A Síndrome de Impostor gera dúvidas e angústias. A mulher passa a questionar sua conduta frente à maternidade: “será que eu sou boa?”, “será que estou fazendo do jeito certo?”, “fulana parece ter uma vida tão bem mais resolvida”, “por que ela consegue e eu não?”, “por que eu sinto que nada do que eu faço é o suficiente?”, “eu faço tudo para minha criança mas ela parece querer sempre mais”, entre outras. Quando questões como estas são frequentemente trazidas mães, pode ser que esta pessoa esteja passando por um momento consideravelmente conflituoso. Afinal, “eu preciso cuidar do meu neném, mas como faço isso se eu não me sinto segura?”

Este artigo tem por intuito discorrer sobre o que pode vir a ser a Síndrome do Impostor na maternidade. Irei pontuar algumas experiências minhas como profissional que atende mães, e como lidar com este “momento”. Vamos lá?

O que é a Síndrome do Impostor?

  1. Sentimentos de inadequação: afinal, qual é o papel da mãe? Onde que encontramos este manual? Precisamos trazer para este cenário algo que pouco se vê nos textos sobre a maternidade: o papel e a influência da sociedade frente a maternidade. Quais são as propostas de acolhimento para estas mulheres? Por que apenas 4 meses e não 3 anos de licença maternidade (como em diversos outros países já existem)? Por que ainda é tabu amamentar a criança em lugares públicos? Por que os hospitais são tão frios e burocráticos em um dos momentos mais sensíveis da vida de uma família? Por que eu estou trazendo estas pequenas questões aqui para este texto? Porque esta Síndrome também existe em virtude de um contexto sócio-político, ou seja, algo muito maior que o nosso umbigo, algo que se expande para seus vizinhos, familiares, conhecidos e desconhecidos. Precisamos trazer para dentro de cada individualidade a sua vivência também como parte de um coletivo, de uma sociedade. Ser mães, nos dias atuais, é viver dentro de um mundo isolado de sua casa. Ser uma mãe contemporânea é ver vídeos sobre as melhores formas de educação e se culpar por não ter conseguido desempenhar o papel que era esperado. Para você, o que é ser mãe? As inadequações também surgem por conta do externo que tensionam mais ainda a mulher. Nós estamos tão segregados e vivenciando nosso individualismo que nos distanciamos das coisas mais importantes para as mulheres que são o compartilhar, agregar, trocar. Para onde nós fomos? Como resgatamos? O individualismo do capitalismo nos colocou em situações onde todos são melhores que você, e com isso, as comparações começam a pipocar.

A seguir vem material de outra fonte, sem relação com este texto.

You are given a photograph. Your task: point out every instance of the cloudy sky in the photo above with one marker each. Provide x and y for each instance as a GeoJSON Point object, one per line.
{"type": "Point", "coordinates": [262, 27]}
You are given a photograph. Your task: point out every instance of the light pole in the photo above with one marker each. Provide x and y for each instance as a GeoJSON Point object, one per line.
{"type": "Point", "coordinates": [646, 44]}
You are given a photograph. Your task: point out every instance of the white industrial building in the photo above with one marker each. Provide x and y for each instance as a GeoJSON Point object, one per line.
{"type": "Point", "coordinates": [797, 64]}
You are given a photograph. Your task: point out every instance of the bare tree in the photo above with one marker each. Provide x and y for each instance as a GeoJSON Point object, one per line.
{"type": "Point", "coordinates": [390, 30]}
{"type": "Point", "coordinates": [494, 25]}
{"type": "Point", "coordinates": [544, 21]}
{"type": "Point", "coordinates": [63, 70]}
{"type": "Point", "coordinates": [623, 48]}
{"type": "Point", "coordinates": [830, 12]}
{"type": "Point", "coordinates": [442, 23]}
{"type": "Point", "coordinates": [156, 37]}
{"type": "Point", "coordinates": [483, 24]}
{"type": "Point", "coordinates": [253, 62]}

As pessoas se atropelam em seus desabafos com as outras pessoas (quando encontram este espaço) e o acolhimento, mais uma vez, se esvai. Vivemos a pressa, os tropeços. Onde fomos parar?
  2. Comparação com outras mães: dando continuidade ao primeiro exemplo, posso afirmar com muita certeza de que a comparação é uma das maiores dificuldades quando a mulher-mãe está em contato com outras mulheres-mães. A crença de que todas as outras são melhores ou mais competentes que ela é enorme. As comparações nunca cessam, e com isso, para quem tem a Síndrome de Impostora dentro de si, pode ter mais dificuldade em reconhecer suas próprias conquistas e habilidades na hora de criar seus filhos.
  3. Medo de serem descobertas: se antes da maternidade, a mulher, vivenciava sensações em ser vista como fraude, infelizmente, na maternidade, também pode replicar o mesmo comportamento. Nestas situações, as mulheres vivenciam medo de serem descobertas como fraude ou de que outras pessoas percebam que ela não é a mãe que aparenta ser. Eu já ouvi de uma mãe dizer: “é como se eu estivesse fingindo ser mãe”. E convenhamos, a sociedade patriarcal não colabora muito nestas circunstâncias, certo?
  4. Baixa autoestima: se eu não reconheço minhas habilidades internas, possivelmente, a Síndrome de Impostora chega com força. Quando unida à maternidade, o olhar negativo para si passa a ser menos espaçado e com maior impacto maior. visão negativa sobre si mesma passa a ter momentos de ápices maiores e constantes.
  5. Autocrítica excessiva: caso você vivencie esta Síndrome, possivelmente foca muito naquilo que enxerga como errado e falho, e consequentemente deixa de ver todas as outras coisas boas que envolvem a sua maternidade. A rigidez ganha palco e muita força.
  6. Dificuldade em internalizar o sucesso: mesmo com tudo sendo feito de forma amorosa, ainda que receba elogios, esta mulher-mãe não irá internalizar os elogios externos. Dentro de si, acreditam que os resultados têm a ver com sorte ou um truque para enganas os outros.
  7. Sentimento de isolamento: eu atendo mulheres-mães que possuem extrema dificuldade em compartilhar suas experiências com outras mulheres-mães. Vivemos a era da felicidade do Instagram, talvez por isso, também a dificuldade. O isolamento acontece por terem medo de serem julgadas e não compreendidas.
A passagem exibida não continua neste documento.